Tips-against-summer-heat

When the summer reaches 30 degrees and the nights are tropical, it becomes unbearably hot, especially for older people. Dr. Julia Schoierer has been researching heat resistance in nursing homes at the LMU Hospital in Munich for almost ten years. The medical educator has some cool tips to help in the summer heat.

Organizing a beach party, setting up a Kneipp pool and purchasing cooling vests – when Dr. Julia Schoierer talks about measures that retirement homes can implement to prevent hot days from ending in death due to circulatory collapse, things get colourful. The medical educator talks about a wide range of options.

Gazpacho and cooling vests to combat the summer heat

Her approach: protection against the summer heat must be the first priority. It’s not just about the well-being of the residents; she recommends that social facilities draw up a multi-stage heat plan and get everyone on board. For example, cleaning staff who enter each room know where heat builds up quickly and can give advice.

Volunteer visiting services can relieve the nursing staff, while colleagues working at the bedside can make sure that they wear summer work clothes – or ask their employer to provide them with cooling vests to combat the summer heat, for example. The kitchen can prepare a summer menu that provides the body with additional fluids. In addition to fruit, this includes gazpacho, the cold Spanish vegetable soup, and water ice instead of cake for dessert. It also makes sense to move the sun terrace on the south side of the house to the cooler north side on hot days.

Summer roster

Julia-Schoeirer
Dr. Julia Schoierer

The duty roster can also be adapted to the summer heat. “We need to focus more on people’s living environments,” says Schoierer. If professionals live in urban areas that don’t cool down at night, they can hardly do five night shifts in a row. This is because they can’t sleep in the heated apartment during the day. Even if employees use public transport to get to work, e-bike leasing would be an alternative – perhaps commuting to work by bike would have a cooling effect.
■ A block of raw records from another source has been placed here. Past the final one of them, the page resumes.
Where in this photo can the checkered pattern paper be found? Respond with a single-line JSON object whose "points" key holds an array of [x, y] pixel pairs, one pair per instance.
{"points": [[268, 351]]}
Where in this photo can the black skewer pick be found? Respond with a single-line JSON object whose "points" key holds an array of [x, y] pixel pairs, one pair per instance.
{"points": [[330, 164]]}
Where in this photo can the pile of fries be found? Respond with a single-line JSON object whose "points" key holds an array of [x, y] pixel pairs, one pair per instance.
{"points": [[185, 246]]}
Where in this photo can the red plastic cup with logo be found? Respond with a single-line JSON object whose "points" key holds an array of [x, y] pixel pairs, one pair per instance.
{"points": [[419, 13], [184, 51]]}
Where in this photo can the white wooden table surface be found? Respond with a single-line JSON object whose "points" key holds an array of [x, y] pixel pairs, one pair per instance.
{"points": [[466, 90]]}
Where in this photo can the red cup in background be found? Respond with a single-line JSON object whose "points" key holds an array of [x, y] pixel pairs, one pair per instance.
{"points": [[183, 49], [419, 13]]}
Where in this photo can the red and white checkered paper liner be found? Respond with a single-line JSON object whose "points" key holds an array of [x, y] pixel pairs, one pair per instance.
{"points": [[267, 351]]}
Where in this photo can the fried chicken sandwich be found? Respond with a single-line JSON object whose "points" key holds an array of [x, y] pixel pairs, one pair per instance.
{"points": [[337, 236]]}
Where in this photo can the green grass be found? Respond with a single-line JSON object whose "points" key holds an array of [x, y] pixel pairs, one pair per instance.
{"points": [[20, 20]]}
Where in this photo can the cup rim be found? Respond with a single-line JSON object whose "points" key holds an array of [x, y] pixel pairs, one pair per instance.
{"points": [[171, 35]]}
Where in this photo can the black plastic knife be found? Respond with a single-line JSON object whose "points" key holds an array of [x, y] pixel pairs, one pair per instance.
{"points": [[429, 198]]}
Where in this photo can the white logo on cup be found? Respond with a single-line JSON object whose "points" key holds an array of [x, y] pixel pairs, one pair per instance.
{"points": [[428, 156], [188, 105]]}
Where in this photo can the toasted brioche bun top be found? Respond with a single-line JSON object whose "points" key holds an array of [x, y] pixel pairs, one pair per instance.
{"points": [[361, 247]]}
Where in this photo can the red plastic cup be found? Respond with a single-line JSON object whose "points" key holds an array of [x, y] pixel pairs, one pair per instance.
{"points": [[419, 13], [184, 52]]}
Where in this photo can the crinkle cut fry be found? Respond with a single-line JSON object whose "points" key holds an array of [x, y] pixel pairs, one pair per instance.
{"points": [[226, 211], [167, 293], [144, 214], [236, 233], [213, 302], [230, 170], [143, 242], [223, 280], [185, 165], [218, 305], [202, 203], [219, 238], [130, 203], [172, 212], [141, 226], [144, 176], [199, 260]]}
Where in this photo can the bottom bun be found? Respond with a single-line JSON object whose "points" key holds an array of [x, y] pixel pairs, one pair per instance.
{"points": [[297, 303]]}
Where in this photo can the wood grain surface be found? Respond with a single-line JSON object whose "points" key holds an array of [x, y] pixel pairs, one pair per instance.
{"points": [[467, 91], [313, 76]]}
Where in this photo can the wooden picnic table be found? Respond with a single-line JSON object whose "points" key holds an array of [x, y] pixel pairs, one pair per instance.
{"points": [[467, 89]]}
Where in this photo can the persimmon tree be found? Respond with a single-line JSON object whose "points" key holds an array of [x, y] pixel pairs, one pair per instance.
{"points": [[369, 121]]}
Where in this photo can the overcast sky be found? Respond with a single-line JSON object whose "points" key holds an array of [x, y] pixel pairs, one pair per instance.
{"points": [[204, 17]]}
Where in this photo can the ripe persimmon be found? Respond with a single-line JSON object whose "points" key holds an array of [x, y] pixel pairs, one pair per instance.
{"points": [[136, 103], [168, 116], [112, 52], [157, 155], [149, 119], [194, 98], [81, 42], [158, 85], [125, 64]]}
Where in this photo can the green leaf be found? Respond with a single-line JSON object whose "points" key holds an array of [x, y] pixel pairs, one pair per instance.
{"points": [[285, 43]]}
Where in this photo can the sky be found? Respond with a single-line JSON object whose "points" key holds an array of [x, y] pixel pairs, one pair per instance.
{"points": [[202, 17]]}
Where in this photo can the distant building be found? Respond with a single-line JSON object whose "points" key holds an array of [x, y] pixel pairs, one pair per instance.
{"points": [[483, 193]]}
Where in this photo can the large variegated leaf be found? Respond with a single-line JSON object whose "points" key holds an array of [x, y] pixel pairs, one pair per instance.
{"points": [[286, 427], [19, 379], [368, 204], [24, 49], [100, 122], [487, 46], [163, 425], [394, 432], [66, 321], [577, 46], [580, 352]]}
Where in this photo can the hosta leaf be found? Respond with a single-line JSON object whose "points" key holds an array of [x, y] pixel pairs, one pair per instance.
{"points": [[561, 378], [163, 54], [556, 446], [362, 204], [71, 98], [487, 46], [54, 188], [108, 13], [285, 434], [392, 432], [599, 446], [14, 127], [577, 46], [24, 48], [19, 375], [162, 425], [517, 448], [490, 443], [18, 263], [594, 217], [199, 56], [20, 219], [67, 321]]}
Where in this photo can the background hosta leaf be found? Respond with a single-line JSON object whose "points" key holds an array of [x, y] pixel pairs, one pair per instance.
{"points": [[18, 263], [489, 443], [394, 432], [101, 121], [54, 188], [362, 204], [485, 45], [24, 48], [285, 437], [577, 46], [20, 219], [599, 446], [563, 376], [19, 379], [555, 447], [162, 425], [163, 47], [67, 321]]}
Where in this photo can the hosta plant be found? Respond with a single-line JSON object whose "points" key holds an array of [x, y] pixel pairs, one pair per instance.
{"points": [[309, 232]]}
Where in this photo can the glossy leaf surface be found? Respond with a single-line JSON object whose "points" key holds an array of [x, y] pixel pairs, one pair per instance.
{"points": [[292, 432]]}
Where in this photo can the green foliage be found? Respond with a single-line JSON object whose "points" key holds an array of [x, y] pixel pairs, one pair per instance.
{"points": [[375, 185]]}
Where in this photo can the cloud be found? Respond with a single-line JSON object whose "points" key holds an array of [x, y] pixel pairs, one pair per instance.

In conversation, Schoierer mentions another approach to combating the summer heat, which is aimed at the familiar habits of residents in residential care: “I think it’s a clever idea to organize a beach party on hot days,” says the heat protection expert. Or alternatively a summer vacation day. In addition to decorations such as parasols, sand and paddling pools (for cool feet), decorated cocktail glasses can encourage people to drink.

Beach party in shorts

Residents who find it difficult to put on airy clothes can be persuaded to rethink their outfits with the sun-summer-good-mood approach. Schoierer reports on dementia patients who remember their own vacation impressions. The obvious question here is which (short) pants the resident wore at the time. Schoierer believes it makes sense to provide relief through reminiscence work.

For the expert, a holistic concept against the summer heat also includes structural aspects. For example, it makes sense to provide shade from the outside with green façades and blinds. Unsealing inner courtyards and terraces also helps to reduce heat build-up. Wooden pergolas, which can be set up in the garden or on the veranda and provide natural cooling in the summer heat with fast-growing vines, can also help – and are therefore more effective than any parasol. In keeping with the motto “lots of green helps lots”, social institutions should transform their gardens into wild meadows instead of maintaining neat short lawns. Indoor and outdoor water features also provide cooling.

Kneipp basin suitable for rollators

“One home has created a kind of Kneipp pool in the entrance area of the retirement home that can even be used with a rollator,” reports Schoierer, who also likes the idea of a water police force in the home. Instead of fines, they hand out cups of juice spritzer and encourage people to drink.

All in all, good ideas for defying the summer heat. They can be implemented, especially if there is a central point for this in the retirement home. After all, communication is – as is almost always the case – the key to success. It should cascade through the home in order to sensitize as many areas and people as possible to heat protection, says Schoierer.